Bruxelles ha deciso di presentare ricorso all'Organizzazione mondiale del commercio contro i dazi imposti da Bogotà all'import di 'frites' surgelate dall'Europa. La mossa dopo le proteste di Belgio, Olanda e Germania

La Colombia non intende eliminare i dazi alle importazioni di patatite fritte dall'Unione europea. E la risposta della Commissione europea è adesso affidata all'Organizzazione internazionale del commercio: Bruxelles ha infatti presentato ricorso contro quelle che definisce delle tariffe illegali a danno di un comparto molto caro a Belgio, Germania e Olanda. 

"Malgrado numerosi interventi con la Colombia perché rimuovesse le misure ingiustificate - ha detto la commissaria europea al Commercio Cecilia Malmstroem - non abbiamo ricevuto una risposta soddisfacente.
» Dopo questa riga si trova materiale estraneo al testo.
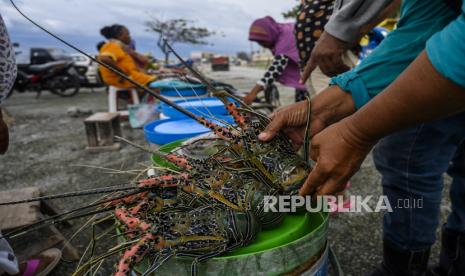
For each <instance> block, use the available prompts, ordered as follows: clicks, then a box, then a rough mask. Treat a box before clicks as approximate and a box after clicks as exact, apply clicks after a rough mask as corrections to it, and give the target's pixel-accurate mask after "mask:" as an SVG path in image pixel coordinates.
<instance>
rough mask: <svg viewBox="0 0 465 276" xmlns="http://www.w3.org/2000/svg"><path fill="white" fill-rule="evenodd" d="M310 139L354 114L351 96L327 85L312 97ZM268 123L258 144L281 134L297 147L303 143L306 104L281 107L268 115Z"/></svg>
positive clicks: (349, 94) (304, 128)
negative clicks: (320, 92)
mask: <svg viewBox="0 0 465 276" xmlns="http://www.w3.org/2000/svg"><path fill="white" fill-rule="evenodd" d="M311 101H312V106H311V108H312V111H311V113H312V114H311V121H310V136H313V135H316V134H317V133H319V132H320V131H322V130H323V129H324V128H325V127H327V126H329V125H331V124H333V123H335V122H338V121H340V120H341V119H343V118H345V117H347V116H349V115H351V114H352V113H354V112H355V105H354V101H353V99H352V96H351V95H350V94H348V93H346V92H344V91H342V90H341V89H340V88H339V87H338V86H336V85H335V86H330V87H328V88H326V89H325V90H324V91H322V92H321V93H320V94H318V95H316V96H315V97H313V98H312V100H311ZM270 117H271V119H272V121H271V123H270V124H269V125H268V126H267V128H266V129H265V130H264V131H263V133H262V134H261V135H260V137H259V138H260V139H261V140H262V141H270V140H271V139H273V137H274V136H276V134H277V133H278V132H279V131H283V132H284V133H285V134H286V135H287V136H288V137H289V138H290V139H291V140H292V141H293V142H294V143H295V145H296V147H299V146H301V145H302V143H303V138H304V135H305V128H306V125H307V118H308V102H307V101H302V102H298V103H296V104H292V105H289V106H285V107H282V108H280V109H278V110H276V111H275V112H274V113H273V114H271V115H270Z"/></svg>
Per questo stiamo lanciando una causa presso la Wto. L'Ue continuerà a utilizzare il sistema commerciale multilaterale per far applicare le regole, quando altri le violano", ha specificato con un chiaro riferimento alle politiche del presidente Usa Donald Trump.

Le misure anti dumping decise dalla Colombia un anno fa per proteggere la produzione nazionale di patatine fritte surgelate, secondo la Commissione, sono illegali sia nella sostanza che per la procedura adottata per farle entrare in vigore. I dazi si applicano alle patatine fritte surgelate importate dall'Europa per un periodo di due anni, e vanno dal 3% all'8% del prezzo; si tratta di dazi "ingiustificati", secondo l'Ue, che colpiscono circa l'85% delle esportazioni Ue in Colombia, per un valore di 19 mln di euro l'anno.

Il sistema di risoluzione delle dispute della Wto, spiega l'AdnKronos, prevede un periodo di 60 giorni di consultazioni, durante i quali Ue e Colombia potranno negoziare una soluzione. Se la disputa non viene risolta così, allora l'Ue può chiedere che la Wto formi una giuria per decidere sulla questione. A chiedere a gran voce l'intervento della Commissione europea era stato il Belgio, per il quale le 'frites', fritte e rifritte per due volte nel grasso, a due temperature diverse, sono un motivo di orgoglio nazionale, al pari della birra e delle praline al cioccolato.